BERLIN (Reuters) – Germany will remain part of NATO’s nuclear sharing agreement under its new government, according to a coalition deal agreed on Wednesday, a move that will prevent a rift in the Western military alliance at a time of rising tensions with Russia.
Germany does not possess nuclear weapons, but hosts U.S. nuclear bombs that German Tornado fighter jets are meant to carry to target during a conflict.
It had not been clear how the incoming government would handle the issue, as some lawmakers in the new coalition oppose Berlin’s participation in the nuclear sharing deal.
The coalition agreement supported fulfilling Germany’s commitments to NATO.
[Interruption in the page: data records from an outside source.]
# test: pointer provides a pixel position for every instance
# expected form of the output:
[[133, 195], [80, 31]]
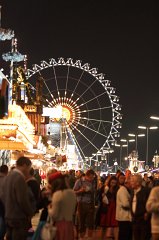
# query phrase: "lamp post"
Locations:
[[121, 146], [136, 138], [147, 139], [154, 117]]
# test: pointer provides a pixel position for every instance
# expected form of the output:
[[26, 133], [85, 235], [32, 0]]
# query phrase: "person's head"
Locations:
[[127, 173], [31, 172], [128, 182], [57, 181], [90, 175], [145, 176], [50, 172], [24, 165], [136, 181], [118, 172], [4, 169], [78, 173], [121, 179], [113, 182]]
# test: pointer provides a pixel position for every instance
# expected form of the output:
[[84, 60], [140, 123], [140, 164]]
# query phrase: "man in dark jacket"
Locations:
[[3, 174], [140, 218], [18, 210]]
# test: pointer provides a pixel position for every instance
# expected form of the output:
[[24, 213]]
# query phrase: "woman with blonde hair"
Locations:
[[62, 207]]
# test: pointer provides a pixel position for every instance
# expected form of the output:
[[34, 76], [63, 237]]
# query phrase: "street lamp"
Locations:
[[154, 117], [121, 146], [147, 142], [136, 138], [127, 142]]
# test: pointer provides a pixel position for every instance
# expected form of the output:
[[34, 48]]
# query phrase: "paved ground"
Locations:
[[96, 234]]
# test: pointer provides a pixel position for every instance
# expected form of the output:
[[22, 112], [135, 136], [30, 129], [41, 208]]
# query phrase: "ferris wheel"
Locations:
[[92, 109]]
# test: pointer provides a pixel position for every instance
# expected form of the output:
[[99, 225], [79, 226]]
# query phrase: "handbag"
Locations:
[[37, 233], [48, 231]]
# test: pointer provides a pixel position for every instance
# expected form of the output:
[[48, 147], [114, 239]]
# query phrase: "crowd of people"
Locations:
[[123, 206]]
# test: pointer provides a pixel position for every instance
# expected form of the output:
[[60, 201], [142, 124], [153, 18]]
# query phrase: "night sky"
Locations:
[[120, 38]]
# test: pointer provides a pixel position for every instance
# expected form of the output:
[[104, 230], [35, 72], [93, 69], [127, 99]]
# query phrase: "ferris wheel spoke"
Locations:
[[96, 120], [67, 80], [87, 139], [48, 89], [89, 87], [95, 109], [74, 90], [56, 81], [76, 142], [93, 99], [91, 129]]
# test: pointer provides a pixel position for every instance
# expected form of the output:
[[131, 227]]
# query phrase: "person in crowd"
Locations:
[[71, 178], [123, 210], [3, 174], [152, 206], [85, 192], [62, 206], [146, 180], [79, 174], [18, 210], [34, 186], [34, 195], [108, 220], [141, 226], [45, 197], [127, 173], [121, 179]]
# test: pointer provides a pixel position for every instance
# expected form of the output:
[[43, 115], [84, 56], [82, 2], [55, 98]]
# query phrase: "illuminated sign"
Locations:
[[30, 108]]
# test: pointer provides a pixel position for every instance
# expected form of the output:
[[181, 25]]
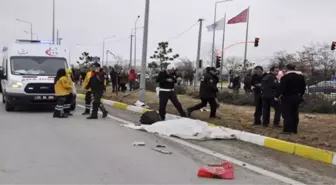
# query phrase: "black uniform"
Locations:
[[291, 91], [256, 83], [97, 85], [208, 93], [167, 83], [269, 87]]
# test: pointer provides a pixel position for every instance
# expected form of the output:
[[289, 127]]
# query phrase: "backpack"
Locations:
[[149, 118]]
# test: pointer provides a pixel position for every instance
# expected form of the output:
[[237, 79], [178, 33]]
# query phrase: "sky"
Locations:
[[82, 24]]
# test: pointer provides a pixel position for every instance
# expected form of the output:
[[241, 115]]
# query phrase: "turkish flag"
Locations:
[[241, 18]]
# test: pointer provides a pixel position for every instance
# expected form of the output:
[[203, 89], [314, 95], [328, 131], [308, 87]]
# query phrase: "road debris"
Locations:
[[139, 143], [162, 151]]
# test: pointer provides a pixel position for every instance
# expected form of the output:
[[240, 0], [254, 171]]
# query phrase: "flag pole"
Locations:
[[246, 40], [223, 45]]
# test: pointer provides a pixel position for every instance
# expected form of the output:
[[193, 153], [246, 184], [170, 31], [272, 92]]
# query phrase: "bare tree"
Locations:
[[308, 59], [187, 69], [233, 63], [282, 58], [326, 59], [163, 54]]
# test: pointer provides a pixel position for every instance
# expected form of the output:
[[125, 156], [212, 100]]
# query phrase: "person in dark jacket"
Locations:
[[291, 91], [269, 87], [236, 83], [166, 80], [113, 77], [97, 84], [208, 92], [256, 86]]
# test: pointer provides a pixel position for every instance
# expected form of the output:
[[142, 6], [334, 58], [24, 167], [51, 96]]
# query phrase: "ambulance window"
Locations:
[[42, 66]]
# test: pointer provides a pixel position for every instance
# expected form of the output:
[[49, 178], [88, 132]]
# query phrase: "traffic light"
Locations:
[[218, 61], [200, 64], [256, 42]]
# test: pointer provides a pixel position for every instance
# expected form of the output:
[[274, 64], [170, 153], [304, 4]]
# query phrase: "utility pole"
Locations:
[[144, 54], [53, 27], [130, 65], [135, 28], [198, 53]]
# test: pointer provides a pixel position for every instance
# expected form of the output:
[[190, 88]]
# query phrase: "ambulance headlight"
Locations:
[[16, 84]]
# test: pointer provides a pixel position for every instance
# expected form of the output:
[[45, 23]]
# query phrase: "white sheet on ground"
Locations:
[[186, 128]]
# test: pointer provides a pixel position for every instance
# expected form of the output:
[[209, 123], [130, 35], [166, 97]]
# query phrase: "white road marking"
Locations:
[[220, 156]]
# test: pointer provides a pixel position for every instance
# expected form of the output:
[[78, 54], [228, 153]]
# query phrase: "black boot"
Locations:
[[87, 112]]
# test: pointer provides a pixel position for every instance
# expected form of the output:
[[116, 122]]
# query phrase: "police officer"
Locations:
[[97, 84], [291, 91], [88, 94], [167, 80], [269, 87], [208, 92], [256, 86]]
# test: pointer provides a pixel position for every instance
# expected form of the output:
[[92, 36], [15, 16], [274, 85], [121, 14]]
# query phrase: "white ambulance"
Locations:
[[28, 71]]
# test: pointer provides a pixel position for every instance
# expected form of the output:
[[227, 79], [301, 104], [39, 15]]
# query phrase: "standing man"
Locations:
[[69, 98], [88, 93], [291, 91], [167, 80], [113, 76], [256, 86], [97, 84], [269, 87], [208, 92]]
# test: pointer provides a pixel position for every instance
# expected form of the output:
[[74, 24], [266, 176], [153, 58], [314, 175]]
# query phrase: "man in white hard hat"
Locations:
[[166, 80]]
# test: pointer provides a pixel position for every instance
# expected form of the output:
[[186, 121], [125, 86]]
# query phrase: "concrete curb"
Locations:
[[280, 145]]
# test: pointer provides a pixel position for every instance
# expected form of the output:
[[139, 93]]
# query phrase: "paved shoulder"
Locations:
[[38, 150]]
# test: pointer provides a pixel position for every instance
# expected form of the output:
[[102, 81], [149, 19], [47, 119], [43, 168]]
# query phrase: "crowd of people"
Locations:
[[281, 89]]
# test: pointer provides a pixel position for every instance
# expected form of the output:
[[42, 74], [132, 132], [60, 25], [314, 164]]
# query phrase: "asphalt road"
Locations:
[[36, 149]]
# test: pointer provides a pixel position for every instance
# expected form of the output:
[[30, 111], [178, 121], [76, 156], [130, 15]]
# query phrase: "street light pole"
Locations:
[[135, 28], [144, 54], [31, 27], [214, 32], [198, 53], [53, 26], [33, 34]]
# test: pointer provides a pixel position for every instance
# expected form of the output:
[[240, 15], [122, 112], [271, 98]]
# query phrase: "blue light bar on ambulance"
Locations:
[[35, 41]]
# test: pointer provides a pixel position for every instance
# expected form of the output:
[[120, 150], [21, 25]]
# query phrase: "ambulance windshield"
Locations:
[[41, 66]]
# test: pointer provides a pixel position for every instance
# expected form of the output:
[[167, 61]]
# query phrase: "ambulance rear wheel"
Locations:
[[9, 107]]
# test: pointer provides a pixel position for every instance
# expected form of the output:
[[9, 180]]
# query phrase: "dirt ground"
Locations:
[[317, 130]]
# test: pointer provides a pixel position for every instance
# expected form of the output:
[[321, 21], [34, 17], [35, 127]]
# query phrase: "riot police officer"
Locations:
[[97, 84], [167, 80], [256, 86], [269, 87], [208, 92], [291, 91], [88, 94]]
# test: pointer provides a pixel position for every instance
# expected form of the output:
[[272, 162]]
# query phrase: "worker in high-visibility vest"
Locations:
[[69, 98], [88, 94]]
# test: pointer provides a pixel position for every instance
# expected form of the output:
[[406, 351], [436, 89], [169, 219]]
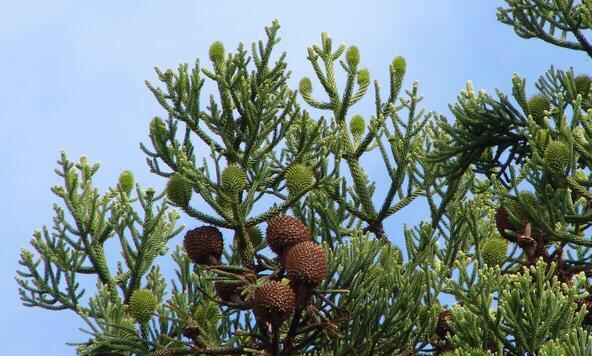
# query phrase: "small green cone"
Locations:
[[352, 56], [363, 77], [298, 178], [178, 190], [305, 85], [142, 305], [399, 65], [217, 52], [537, 105], [255, 235], [583, 83], [126, 181], [357, 126], [493, 251], [557, 156], [234, 179]]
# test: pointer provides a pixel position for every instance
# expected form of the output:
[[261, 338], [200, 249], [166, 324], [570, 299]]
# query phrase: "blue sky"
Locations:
[[72, 77]]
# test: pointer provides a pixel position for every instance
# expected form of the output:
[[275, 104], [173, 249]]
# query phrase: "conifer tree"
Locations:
[[287, 252]]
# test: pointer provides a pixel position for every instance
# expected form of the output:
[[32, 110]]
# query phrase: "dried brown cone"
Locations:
[[204, 245], [306, 264], [285, 231], [274, 302]]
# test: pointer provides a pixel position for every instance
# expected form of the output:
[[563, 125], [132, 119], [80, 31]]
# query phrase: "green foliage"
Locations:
[[583, 83], [522, 293], [494, 250], [357, 126], [352, 56], [142, 304], [399, 65], [234, 179], [126, 181], [305, 85], [217, 52], [371, 267], [298, 178], [557, 156], [532, 306], [178, 190], [537, 105]]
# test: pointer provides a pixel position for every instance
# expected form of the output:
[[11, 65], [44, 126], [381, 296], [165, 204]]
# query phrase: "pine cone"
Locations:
[[357, 126], [298, 178], [204, 245], [285, 231], [178, 190], [583, 83], [557, 156], [274, 302], [442, 328], [306, 264], [493, 251], [537, 105]]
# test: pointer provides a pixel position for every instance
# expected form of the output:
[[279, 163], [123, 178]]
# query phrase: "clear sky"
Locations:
[[72, 77]]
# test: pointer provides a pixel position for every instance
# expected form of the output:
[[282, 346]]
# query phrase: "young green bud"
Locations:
[[399, 65], [352, 56], [126, 181], [305, 86], [537, 105], [557, 156], [234, 179], [217, 52], [543, 138], [157, 129], [178, 190], [363, 77], [298, 178], [581, 176], [255, 235], [493, 251], [142, 305], [357, 125], [583, 83]]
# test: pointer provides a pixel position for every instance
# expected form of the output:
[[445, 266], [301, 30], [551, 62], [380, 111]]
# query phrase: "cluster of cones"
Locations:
[[302, 266]]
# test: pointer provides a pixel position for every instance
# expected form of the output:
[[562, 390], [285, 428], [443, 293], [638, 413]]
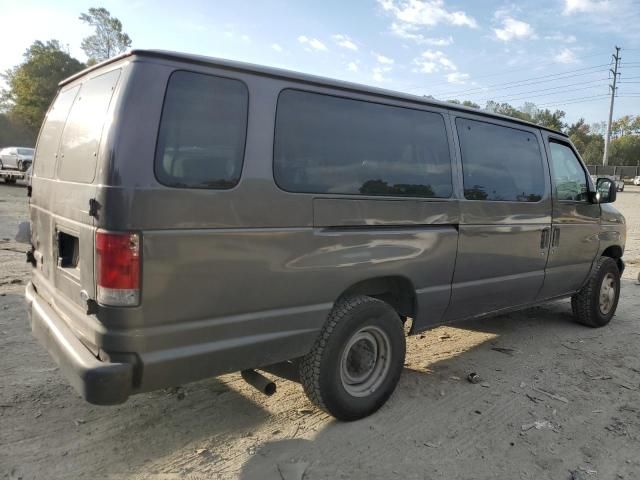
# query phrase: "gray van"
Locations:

“As long as nuclear weapons play a role in NATO’s strategic concept, Germany has an interest in participating in strategic discussions and planning processes,” the document said, referring to Berlin’s seat on NATO’s Nuclear Planning Group.
The new coalition also aims to replace the German air force’s ageing Tornado fighter jet, the only Bundeswehr plane fitted to carry U.S. nuclear bombs.
The German air force has been flying the jet since the 1980s. The defence ministry plans to phase it out between 2025 and 2030 as it is expensive to maintain and difficult to find spare parts for.
Chancellor Angela Merkel’s government had intended to purchase F-18s made by Boeing as a replacement but the decision was postponed until 2022.
NATO Secretary-General Jens Stoltenberg said last week that U.S. nuclear weapons might be moved further east if Germany dropped out of the nuclear sharing deal – a move that would anger Russia.
The coalition deal also included an agreement to arm the next generation of German military drones. Some Social Democrats had previously opposed doing so.
The chaotic evacuation from Afghanistan in August will be subject of a parliamentary investigation, according to the coalition deal.